Junk science from Harvard, purveyed by a senior official from the United Nations and printed on the front page of The New York Times. Who would have thought such a thing possible?

James J. McCarthy, a Harvard oceanographer, recently took a summer tourist cruise to the North Pole. When his ship, a Russian icebreaker, followed open water ever northward (as icebreakers do), it eventually wound up in a few-square-mile patch of water at 90 degrees North.

McCarthy didn’t publish this in the peer-reviewed literature. It would not have been accepted, because it is not at all unusual. Instead, he called The New York Times, which dutifully ran a front-page story on Aug. 19 by John Noble Wilford, whose first words were, “The North Pole is Melting.” The Times went on to note that “the last time scientists can be certain that the pole was awash in water was more than 50 million years ago.”

This is all nonsense, and especially troubling because McCarthy is co-chair of the United Nations’ Intergovernmental Panel on Climate Change (IPCC) section on “adaptation and impacts” of climate change. The Times report is not science; we scientists don’t take a single observation of anything and then draw large systematic conclusions. The famous Supreme Court decision on junk science, Daubert v. Merrell Dow, identified this type of statistical irrelevancy as trash.

Why didn’t McCarthy get online and check IPCC’s own temperature histories for the region? They are probably no more than four mouse clicks away. Had he done so, he would have found that summer North Pole temperatures are no different than they were for several decades in the early 20th century, long before dreaded economic growth could have warmed the region. Further, based on fossil evidence, most climatologists think the period from 4,000 to 7,000 years ago averaged at least 2 C warmer than the current era at high latitude. That’s three millennia. It seems pretty obvious that the summer polar ice back then would have been considerably more abraded than it is today, and maybe even gone completely in certain years. The climatic consequences? No one can find them, except that the period was noteworthy for the flowering of agriculture and the rise of civilization.

McCarthy could have also read the latest issue of the scholarly journal Climatic Change, in which University of Colorado climatologist Mark Serreze writes that not only has there been no net change in summer North Pole temperatures over the last 70 years, there has been no change in annual North Pole temperatures.

Times reporter John Noble Williams could have done this too. Instead, after receiving a firestorm of criticism for the irresponsibility of his first report, he tried to back down in a modified, limited hang-out sort way. His August 29 Times article notes that McCarthy now “would not argue with critics who said that open water at the pole was not unprecedented.”

Instead, he went to the Serreze article and disgorged another distortion: “The data scientists are now studying reveal evidence that on average Arctic temperatures in the winter have risen 11 degrees over the past 30 years.”

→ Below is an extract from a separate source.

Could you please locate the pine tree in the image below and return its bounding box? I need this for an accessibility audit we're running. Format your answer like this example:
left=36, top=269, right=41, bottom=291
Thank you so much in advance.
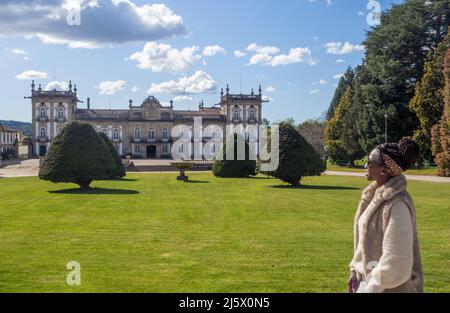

This is more junk. Both Serreze and the IPCC winter data show that a) 30 winters ago, in 1969, temperatures were around their lowest for the entire 20th century, and b) the net rise since then is 1.5 C. In terms of the departure from normal, they are currently running around 0.7 C above the standard reference mean, an inconsequential number. Wilford picked a small region of the Arctic where temperatures rose a great deal and said that this area applied “on average” to the entire Arctic. But that warm spot is balanced by many areas in which temperatures have fallen, which is how we achieve the unremarkable average change that has been observed.

These things are not difficult to check. But it’s easier to unquestioningly print the pronouncements of a Harvard professor bearing U.N. authority, even if he’s speaking from a cruise ship with a sample size of one. If I were McCarthy’s dean at Harvard, I’d be livid. And if I were Robert Watson, head of the United Nations’ climate panel, I’d find a new co-chair for the section on “adaptation and impacts” before the current one completely destroys the panel’s credibility.